Thursday, October 4, 2007

Let's go out ...

It was Marissa's third Saturday in Korea and it was time to go out.

So we went to the Hospital.

Though I fell the day before, I waited for a day until I couldn't walk anymore. Finally it was time to go to the hospital.

Now there's plenty of hospitals here in Korea that have English speaking International Clinics, but I didn't feel like taking a cab.

So we get in and I'm able to point to my knee and say, "It hurts here," in Korean.

Now the fun begins.

The Korean hospital wasn't as clean as I would like, but it was much better than Antelope Valley Hospital, where I stayed for a few days in 2005 for pneumonia.

The emergency room there was like a triage unit, a large room about the size of a first story home in America. Approximately 20 beds were there in this room where people lay next to each other, no matter how severe their ailments were.

Next to me was a man who had his arm broken in what appeared to be an accident with some friends, who also were there with various broken appendages.

On the other side of me, the most priceless entertainment a man in pain could ask for: A dramatic Korean woman.

Marissa and I do not speak Korean. But we can still smell bullshit. This woman kept turning in her bed, moaning, waving her arms slowly in the air and over her forehead and swooning for the most hilarious drama I can recall.

I do know enough Korean to know what her doctor said to her when he walked over and said, "You just need to go home and rest."

In Korea, there is no such thing as doctor-patient confidentiality. Everyone is out in the open and everyone can see and hear what the doctor is doing to you and telling you.

That's when things got interesting and fun.

The fellas to my right were sending one of their more able bodied friends on a beer run. That's right. Hospital be damned, the dude was getting beer. Also, one of my favorite visuals from the Korean hospital, were people standing outside the entrance in the patient gowns, smoking cigarettes. Some even had IVs with them but they wanted to step outside and enjoy a nice smoke break.

That's commitment. One has to tip their hat to the Korean men smoking outside.

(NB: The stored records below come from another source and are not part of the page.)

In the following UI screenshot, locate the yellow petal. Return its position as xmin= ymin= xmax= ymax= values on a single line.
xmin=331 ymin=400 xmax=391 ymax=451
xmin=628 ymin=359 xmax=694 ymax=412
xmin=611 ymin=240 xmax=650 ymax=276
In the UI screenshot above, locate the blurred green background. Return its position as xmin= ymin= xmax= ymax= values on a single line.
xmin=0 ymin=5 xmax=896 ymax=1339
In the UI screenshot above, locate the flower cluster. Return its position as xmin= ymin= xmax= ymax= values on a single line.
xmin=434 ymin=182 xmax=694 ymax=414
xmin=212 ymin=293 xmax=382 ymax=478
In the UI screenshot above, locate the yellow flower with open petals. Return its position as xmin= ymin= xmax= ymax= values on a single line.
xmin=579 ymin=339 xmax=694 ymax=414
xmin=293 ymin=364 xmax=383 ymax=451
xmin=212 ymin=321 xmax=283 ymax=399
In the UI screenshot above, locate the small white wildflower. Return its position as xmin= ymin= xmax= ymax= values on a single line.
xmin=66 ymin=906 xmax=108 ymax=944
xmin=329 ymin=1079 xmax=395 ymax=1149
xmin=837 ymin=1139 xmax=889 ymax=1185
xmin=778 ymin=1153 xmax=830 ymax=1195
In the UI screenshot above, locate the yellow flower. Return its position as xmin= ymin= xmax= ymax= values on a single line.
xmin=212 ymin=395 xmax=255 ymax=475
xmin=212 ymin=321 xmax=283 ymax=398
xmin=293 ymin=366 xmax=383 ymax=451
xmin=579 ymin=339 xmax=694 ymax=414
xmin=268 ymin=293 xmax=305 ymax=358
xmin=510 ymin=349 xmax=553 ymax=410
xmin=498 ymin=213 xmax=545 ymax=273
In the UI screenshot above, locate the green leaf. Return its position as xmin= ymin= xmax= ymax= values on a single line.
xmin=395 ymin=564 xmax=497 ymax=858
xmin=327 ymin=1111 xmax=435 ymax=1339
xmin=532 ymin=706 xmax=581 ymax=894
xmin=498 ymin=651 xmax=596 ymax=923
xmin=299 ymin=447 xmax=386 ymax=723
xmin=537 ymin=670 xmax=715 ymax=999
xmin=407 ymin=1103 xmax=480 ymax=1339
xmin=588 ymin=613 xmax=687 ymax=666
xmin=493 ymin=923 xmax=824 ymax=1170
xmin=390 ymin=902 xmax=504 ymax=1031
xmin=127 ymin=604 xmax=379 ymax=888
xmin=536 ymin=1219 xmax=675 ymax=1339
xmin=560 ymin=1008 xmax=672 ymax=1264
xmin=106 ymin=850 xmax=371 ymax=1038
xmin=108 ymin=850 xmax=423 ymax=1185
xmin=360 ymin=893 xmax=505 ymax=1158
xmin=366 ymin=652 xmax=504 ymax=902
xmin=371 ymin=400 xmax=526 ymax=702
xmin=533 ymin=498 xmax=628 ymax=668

I managed to get patched up with a referral for an orthopedic doctor the following Monday.

All and all, it was a decent experience. I was in an out within 5 hours, which is just the waiting time for many U.S. hospitals. They had doctors on staff who spoke English and they correctly diagnosed me.

The only bad part was they put me in a whole leg splint that went from my foot to thigh and was held in place by bandages.

Fortunately the first orthopedic doctor I saw put me in a smaller splint which only went from the top of my knee to the middle of my calf.

Next up on LoughriedoesKorea.blogspot.com, the foreigners special Olympics ....

4 comments:

Anonymous said...

you going to be running the 100 meters?

Anonymous said...

Loughrie, you should have had the guy that went on the beer run get you some scotch. As long as he was going out anyway, right?

Rits

Anonymous said...

CANADA SUCKS!!!

Anonymous said...

Maybe that moaning lady was having a hwa-byung somatization.